Idempotency & Retry

Orisun gives you two distinct idempotency problems to solve, and a mechanism for each:

Write side — a command may need to be retried (network blip, contention, or a lost response). Retrying must not double-apply the business decision.
Read side — delivery is at least once, so a projector can see the same event more than once. Reprocessing must not double-apply a side effect.

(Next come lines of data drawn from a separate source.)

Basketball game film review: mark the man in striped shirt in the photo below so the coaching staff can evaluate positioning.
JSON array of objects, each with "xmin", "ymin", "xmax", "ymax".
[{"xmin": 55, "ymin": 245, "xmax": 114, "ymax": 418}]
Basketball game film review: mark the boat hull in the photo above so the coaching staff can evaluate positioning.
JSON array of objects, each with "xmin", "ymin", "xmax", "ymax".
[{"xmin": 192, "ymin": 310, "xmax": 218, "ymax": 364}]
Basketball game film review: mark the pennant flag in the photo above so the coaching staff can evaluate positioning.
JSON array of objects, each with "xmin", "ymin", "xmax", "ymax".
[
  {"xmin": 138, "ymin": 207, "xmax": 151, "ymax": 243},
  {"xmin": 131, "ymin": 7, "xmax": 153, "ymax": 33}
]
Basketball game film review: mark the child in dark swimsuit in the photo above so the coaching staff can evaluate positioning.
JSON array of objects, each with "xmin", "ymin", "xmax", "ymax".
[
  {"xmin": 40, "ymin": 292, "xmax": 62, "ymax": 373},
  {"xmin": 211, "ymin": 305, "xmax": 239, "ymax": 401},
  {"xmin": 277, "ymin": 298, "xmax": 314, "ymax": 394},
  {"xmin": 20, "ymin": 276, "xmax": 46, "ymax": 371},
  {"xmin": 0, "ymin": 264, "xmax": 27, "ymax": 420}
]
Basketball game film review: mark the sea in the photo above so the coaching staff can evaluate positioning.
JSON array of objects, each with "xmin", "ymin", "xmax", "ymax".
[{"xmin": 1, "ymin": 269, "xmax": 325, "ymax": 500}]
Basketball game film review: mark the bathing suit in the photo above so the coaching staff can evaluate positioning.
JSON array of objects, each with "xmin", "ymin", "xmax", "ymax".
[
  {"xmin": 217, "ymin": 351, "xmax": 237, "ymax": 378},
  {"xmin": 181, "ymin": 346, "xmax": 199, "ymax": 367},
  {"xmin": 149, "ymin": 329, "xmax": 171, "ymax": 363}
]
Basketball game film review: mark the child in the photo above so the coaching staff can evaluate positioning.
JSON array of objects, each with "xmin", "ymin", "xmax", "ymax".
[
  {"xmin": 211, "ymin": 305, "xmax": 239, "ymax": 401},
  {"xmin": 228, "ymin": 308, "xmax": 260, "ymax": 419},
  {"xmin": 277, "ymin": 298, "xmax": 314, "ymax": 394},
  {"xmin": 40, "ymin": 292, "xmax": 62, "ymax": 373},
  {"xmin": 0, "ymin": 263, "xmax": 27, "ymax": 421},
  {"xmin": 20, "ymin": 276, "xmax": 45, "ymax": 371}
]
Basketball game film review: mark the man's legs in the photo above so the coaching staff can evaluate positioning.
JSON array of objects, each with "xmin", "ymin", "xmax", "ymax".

Write side: the CCC check is your idempotency guard

The primary idempotency mechanism is the Command Context Consistency expected_position, not the event_id:

Read the command context (GetLatestByCriteria or GetEvents) and note the position.
Save with that position as expected_position and a subsetQuery for the context.
If the save committed and you retry with the same expected_position, Orisun returns ALREADY_EXISTS — the context already advanced — rather than writing a duplicate.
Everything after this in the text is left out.